Il est grand temps d'aborder un sujet qui vous interpelle toutes (et tous) concernant George Clooney : le sexe. D'ailleurs, qu'il concerne George ou pas, le sujet désintéresse rarement grand
monde.
Je dois avouer que sur ce thème, il y a deux personnes au monde que je n'envie pas : le président des Etats Unis et George Clooney. Car être connu comme l'homme le plus puissant du monde (ou
d'Hollywood) vous colle une sacrée pression sur les épaules quand arrive l'heure de l'oeuvre de chair. Et pour George Clooney, c'est pire, car finalement, je subodore qu'il y a peu de monde qui se
bouscule à l'entrée de la Maison Blanche, pour vérifier si Bush est l'homme le plus puissant du monde aussi bien dans un bureau ovale que dans un lit rectangle. Néanmoins, il faut croire que
certains se subliment sous la pression, car George (Clooney) ne se contente pas d'être à la hauteur du fantasme que l'on s'en fait, il le surclasse dans les grandes largeurs, et relègue ainsi tous
les orgasmes d'autrefois au niveau de plaisir d'un milkshake à la fraise chez McDo. Et pourtant ce n'était pas gagné d'avance, car les femmes ne sont pas si faciles à satisfaire. Moi la
première.
Aujourd'hui, le plaisir féminin ne semble plus être un tabou. On pourrait croire que les femmes ont ainsi fait un grand pas en mettant leur jouissance sur la place publique. Mais à bien y
réfléchir, c'est une victoire à l'arrière-goût d'arsenic. Car un sujet qui devient public, est un sujet qui appelle les poncifs.
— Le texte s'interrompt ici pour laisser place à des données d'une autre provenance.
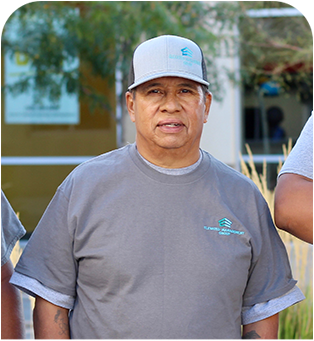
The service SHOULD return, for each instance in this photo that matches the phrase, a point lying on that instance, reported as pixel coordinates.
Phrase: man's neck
(170, 158)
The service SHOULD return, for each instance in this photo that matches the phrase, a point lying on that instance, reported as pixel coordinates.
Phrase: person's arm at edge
(12, 320)
(294, 206)
(264, 330)
(51, 322)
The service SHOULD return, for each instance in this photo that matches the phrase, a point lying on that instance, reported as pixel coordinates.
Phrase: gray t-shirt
(11, 229)
(300, 159)
(148, 256)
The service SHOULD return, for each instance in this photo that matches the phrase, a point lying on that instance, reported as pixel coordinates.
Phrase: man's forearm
(12, 321)
(294, 206)
(264, 330)
(51, 322)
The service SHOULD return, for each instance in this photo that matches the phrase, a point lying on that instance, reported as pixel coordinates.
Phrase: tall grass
(296, 322)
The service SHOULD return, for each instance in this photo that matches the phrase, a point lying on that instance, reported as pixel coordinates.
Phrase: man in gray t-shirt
(158, 240)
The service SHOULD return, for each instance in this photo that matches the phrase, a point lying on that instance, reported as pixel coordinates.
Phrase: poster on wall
(25, 108)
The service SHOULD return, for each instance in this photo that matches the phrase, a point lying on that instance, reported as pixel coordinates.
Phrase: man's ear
(208, 102)
(130, 103)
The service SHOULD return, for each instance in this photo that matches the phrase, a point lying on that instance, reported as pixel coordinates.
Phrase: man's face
(169, 113)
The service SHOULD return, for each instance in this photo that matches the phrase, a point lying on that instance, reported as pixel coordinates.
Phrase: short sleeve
(270, 273)
(48, 256)
(300, 159)
(11, 229)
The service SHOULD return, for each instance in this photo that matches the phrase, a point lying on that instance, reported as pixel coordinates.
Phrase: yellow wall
(30, 188)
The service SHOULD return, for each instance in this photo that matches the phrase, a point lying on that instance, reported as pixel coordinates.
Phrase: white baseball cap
(167, 56)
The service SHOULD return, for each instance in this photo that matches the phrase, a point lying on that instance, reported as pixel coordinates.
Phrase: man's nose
(170, 104)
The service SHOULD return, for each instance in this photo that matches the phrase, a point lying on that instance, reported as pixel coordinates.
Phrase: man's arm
(51, 322)
(294, 206)
(264, 330)
(12, 321)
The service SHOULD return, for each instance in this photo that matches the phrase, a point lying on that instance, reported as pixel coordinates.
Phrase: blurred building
(42, 143)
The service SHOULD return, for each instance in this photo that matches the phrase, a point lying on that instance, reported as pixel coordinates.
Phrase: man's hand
(264, 330)
(51, 322)
(294, 206)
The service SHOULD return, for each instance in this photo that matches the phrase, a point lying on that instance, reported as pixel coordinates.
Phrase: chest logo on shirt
(224, 228)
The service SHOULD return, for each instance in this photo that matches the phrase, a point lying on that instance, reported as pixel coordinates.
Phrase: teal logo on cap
(187, 52)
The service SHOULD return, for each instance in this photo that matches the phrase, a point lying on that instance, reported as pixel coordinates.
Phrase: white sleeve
(34, 288)
(262, 311)
(300, 159)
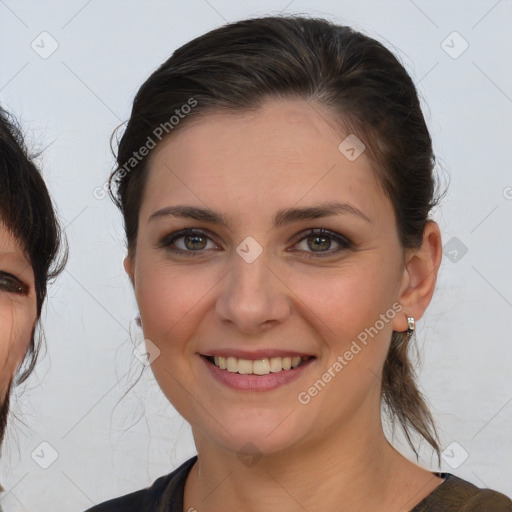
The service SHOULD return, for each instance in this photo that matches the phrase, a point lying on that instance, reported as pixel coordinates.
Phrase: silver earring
(411, 325)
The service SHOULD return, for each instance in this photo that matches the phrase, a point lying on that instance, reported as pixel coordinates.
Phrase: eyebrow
(281, 218)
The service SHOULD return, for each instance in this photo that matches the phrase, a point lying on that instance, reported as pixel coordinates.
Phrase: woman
(29, 245)
(276, 179)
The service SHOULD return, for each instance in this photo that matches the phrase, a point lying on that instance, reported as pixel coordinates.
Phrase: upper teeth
(257, 366)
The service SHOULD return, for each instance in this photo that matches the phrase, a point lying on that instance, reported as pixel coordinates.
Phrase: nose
(253, 297)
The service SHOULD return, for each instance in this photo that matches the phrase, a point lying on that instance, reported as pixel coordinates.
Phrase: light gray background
(70, 102)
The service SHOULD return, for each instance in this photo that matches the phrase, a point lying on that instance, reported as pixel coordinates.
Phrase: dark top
(453, 495)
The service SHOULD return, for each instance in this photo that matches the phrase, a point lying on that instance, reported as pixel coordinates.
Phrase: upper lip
(254, 354)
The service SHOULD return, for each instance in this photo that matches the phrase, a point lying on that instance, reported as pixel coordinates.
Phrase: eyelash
(345, 244)
(12, 284)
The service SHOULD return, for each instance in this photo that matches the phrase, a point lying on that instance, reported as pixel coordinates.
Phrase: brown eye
(195, 242)
(188, 241)
(11, 284)
(319, 243)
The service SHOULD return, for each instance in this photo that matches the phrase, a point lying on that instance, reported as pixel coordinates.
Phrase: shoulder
(166, 494)
(457, 495)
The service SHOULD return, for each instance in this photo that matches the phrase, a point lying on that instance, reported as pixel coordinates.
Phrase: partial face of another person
(18, 312)
(300, 257)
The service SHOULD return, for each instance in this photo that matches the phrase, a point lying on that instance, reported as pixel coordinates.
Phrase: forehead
(286, 152)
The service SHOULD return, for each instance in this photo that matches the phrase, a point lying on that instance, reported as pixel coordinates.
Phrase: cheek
(166, 297)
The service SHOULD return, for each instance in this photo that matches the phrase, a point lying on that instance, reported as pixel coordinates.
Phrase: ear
(128, 264)
(419, 277)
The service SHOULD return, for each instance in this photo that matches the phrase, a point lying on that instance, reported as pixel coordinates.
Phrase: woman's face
(258, 280)
(18, 307)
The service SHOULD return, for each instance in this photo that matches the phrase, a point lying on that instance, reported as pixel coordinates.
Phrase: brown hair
(238, 66)
(27, 211)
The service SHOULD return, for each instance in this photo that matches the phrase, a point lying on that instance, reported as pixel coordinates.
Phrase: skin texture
(18, 311)
(247, 167)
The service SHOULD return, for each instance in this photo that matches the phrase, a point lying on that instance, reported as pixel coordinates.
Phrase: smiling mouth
(262, 366)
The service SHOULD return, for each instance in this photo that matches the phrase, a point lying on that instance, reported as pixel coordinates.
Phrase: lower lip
(256, 382)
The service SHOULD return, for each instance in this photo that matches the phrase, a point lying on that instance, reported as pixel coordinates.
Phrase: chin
(262, 432)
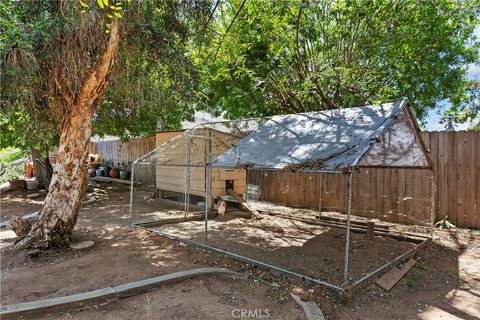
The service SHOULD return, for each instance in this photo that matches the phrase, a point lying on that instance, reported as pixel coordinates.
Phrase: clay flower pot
(114, 172)
(91, 172)
(123, 175)
(17, 184)
(94, 165)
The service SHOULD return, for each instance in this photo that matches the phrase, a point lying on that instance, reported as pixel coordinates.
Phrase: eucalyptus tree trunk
(43, 168)
(69, 182)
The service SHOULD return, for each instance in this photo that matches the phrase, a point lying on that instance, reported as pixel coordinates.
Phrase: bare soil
(444, 282)
(308, 249)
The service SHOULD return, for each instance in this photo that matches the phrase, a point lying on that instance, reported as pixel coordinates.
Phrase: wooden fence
(456, 157)
(118, 152)
(397, 195)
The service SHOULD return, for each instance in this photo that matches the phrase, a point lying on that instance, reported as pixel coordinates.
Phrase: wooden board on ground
(244, 204)
(389, 280)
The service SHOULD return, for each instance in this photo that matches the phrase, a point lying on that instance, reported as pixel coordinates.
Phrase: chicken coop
(327, 196)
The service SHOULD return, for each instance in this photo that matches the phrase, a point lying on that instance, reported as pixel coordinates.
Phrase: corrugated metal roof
(330, 140)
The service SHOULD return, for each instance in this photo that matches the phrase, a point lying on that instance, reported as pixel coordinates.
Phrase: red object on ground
(30, 170)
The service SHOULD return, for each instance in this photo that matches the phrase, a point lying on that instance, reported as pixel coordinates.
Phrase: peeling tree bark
(43, 168)
(69, 182)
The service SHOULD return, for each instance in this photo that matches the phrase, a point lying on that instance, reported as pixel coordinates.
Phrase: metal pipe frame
(187, 176)
(386, 265)
(347, 232)
(208, 183)
(207, 247)
(130, 210)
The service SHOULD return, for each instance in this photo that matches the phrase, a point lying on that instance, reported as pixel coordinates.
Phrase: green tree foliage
(47, 47)
(303, 55)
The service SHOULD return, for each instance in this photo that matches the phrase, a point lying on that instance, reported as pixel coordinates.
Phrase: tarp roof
(332, 140)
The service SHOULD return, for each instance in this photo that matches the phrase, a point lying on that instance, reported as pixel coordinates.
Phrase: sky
(433, 118)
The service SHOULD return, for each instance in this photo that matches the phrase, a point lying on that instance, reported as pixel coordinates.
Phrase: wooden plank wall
(397, 195)
(456, 157)
(118, 152)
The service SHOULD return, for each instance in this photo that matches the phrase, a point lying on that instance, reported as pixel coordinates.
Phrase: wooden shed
(180, 159)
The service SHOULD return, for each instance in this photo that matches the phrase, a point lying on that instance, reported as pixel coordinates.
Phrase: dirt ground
(311, 250)
(445, 282)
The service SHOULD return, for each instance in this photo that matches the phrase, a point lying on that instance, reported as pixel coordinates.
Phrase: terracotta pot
(123, 175)
(32, 184)
(94, 165)
(17, 184)
(30, 172)
(91, 172)
(114, 172)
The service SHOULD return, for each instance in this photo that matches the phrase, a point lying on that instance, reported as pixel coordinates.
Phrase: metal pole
(187, 175)
(207, 183)
(207, 200)
(320, 186)
(347, 236)
(131, 195)
(432, 210)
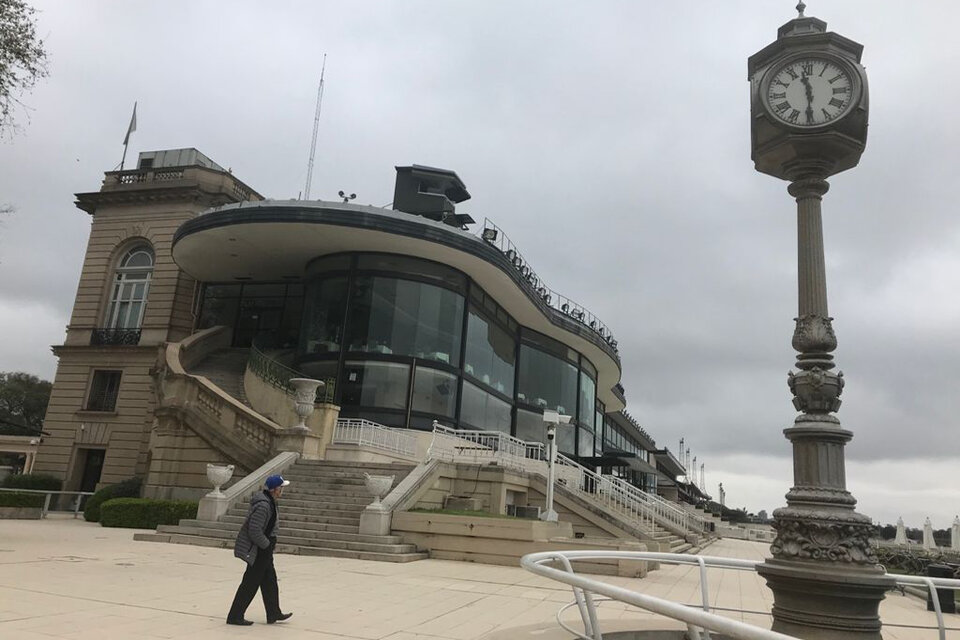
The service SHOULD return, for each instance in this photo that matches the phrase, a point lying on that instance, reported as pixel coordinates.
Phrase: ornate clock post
(809, 122)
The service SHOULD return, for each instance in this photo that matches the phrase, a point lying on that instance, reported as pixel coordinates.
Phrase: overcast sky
(610, 140)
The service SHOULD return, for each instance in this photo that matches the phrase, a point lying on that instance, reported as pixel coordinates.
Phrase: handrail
(636, 506)
(366, 433)
(553, 299)
(274, 372)
(584, 588)
(46, 500)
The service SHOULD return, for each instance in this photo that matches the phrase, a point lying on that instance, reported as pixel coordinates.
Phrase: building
(407, 316)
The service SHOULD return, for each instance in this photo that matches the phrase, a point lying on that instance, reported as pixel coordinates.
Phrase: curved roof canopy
(274, 240)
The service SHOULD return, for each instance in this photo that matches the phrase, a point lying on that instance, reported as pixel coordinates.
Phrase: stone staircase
(319, 516)
(225, 368)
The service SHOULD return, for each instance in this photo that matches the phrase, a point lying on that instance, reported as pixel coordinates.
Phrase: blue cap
(275, 481)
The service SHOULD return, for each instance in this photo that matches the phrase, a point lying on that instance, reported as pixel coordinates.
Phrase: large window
(547, 381)
(104, 389)
(257, 310)
(324, 306)
(588, 400)
(131, 284)
(434, 392)
(375, 384)
(484, 411)
(490, 353)
(404, 317)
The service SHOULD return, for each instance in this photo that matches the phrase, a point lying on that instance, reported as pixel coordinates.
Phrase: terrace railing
(272, 371)
(640, 509)
(370, 434)
(701, 619)
(494, 235)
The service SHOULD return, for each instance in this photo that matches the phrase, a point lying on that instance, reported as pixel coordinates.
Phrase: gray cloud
(610, 141)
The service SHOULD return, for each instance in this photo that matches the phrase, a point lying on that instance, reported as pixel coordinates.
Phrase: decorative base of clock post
(815, 601)
(824, 574)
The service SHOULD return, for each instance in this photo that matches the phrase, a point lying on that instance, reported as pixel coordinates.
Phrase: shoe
(243, 622)
(280, 618)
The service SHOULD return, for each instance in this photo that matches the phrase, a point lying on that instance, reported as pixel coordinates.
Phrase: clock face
(809, 92)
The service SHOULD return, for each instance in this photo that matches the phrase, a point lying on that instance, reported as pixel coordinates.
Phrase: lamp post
(552, 420)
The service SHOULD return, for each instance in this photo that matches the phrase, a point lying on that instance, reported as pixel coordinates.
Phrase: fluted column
(824, 573)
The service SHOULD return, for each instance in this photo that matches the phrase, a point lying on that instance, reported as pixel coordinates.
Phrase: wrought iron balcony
(115, 337)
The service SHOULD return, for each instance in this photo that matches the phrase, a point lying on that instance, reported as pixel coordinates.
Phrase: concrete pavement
(65, 578)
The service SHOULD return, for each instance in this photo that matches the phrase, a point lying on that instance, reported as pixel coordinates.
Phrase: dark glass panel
(438, 274)
(264, 290)
(403, 317)
(375, 384)
(323, 309)
(530, 426)
(327, 264)
(219, 311)
(584, 443)
(546, 381)
(483, 411)
(566, 435)
(434, 392)
(588, 400)
(490, 353)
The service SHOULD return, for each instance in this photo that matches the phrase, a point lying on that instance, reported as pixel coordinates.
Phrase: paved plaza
(65, 578)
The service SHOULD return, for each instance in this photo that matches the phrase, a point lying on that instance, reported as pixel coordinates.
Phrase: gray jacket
(253, 535)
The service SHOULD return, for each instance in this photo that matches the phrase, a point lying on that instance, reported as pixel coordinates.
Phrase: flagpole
(126, 138)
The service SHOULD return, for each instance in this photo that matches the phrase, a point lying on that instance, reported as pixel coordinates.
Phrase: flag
(133, 125)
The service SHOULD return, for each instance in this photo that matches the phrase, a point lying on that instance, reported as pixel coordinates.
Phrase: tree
(23, 59)
(23, 397)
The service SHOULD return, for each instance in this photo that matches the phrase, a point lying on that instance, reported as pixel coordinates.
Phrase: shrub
(142, 513)
(40, 481)
(127, 489)
(8, 499)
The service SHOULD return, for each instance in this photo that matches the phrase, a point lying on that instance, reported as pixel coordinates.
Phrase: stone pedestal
(814, 601)
(375, 521)
(306, 443)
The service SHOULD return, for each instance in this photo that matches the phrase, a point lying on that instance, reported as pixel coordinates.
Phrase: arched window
(131, 284)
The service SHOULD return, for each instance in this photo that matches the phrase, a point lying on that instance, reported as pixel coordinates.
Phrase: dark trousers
(259, 575)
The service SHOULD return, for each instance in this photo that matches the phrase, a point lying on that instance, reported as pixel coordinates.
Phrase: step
(304, 531)
(179, 538)
(301, 522)
(305, 513)
(287, 537)
(346, 497)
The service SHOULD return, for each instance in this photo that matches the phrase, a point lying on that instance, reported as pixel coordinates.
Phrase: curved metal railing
(274, 372)
(642, 510)
(494, 236)
(697, 620)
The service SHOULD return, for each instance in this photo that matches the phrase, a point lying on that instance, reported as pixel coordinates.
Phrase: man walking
(255, 544)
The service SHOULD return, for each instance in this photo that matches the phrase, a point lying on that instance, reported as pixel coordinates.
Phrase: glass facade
(410, 341)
Le thème de l'orgasme des femmes, au lieu de rester paisiblement
planqué dans la forêt de l'indifférence, ou dans le petit bois du tabou, devient donc le centre de toutes les analyses de comptoir et des a priori consensuels (qui sont d'ailleurs souvent plus cons
que sensuels). Tout le monde en parle, donc tout le monde peut en dire n'importe quoi.
Et c'est ainsi que l'on voit fleurir des clichés qui établissent ainsi l'ennemi public n°1 de la jouissance : la normalité. Car ces normes égarent encore plus ces brebis sans GPS que sont les
hommes face au sexe féminin.
NON les femmes ne sont pas toutes clitoridiennes. Et celles qui ne le sont pas ne sont pas pour autant des monstres qui doivent se cacher. Ni des phénomènes de foire que l'on présente à la foule, à
la fin des émissions d'Ardisson, entre un serial-killer reconverti en moine sénobite, et un junkie transformiste SM auteur d'un guide culinaire underground. C'est important de le dire, ne serait-ce
que pour rassurer la minorité vaginale opprimée. D'ailleurs nous devrions nous organiser en syndicat et descendre dans la rue pour faire valoir nos droits.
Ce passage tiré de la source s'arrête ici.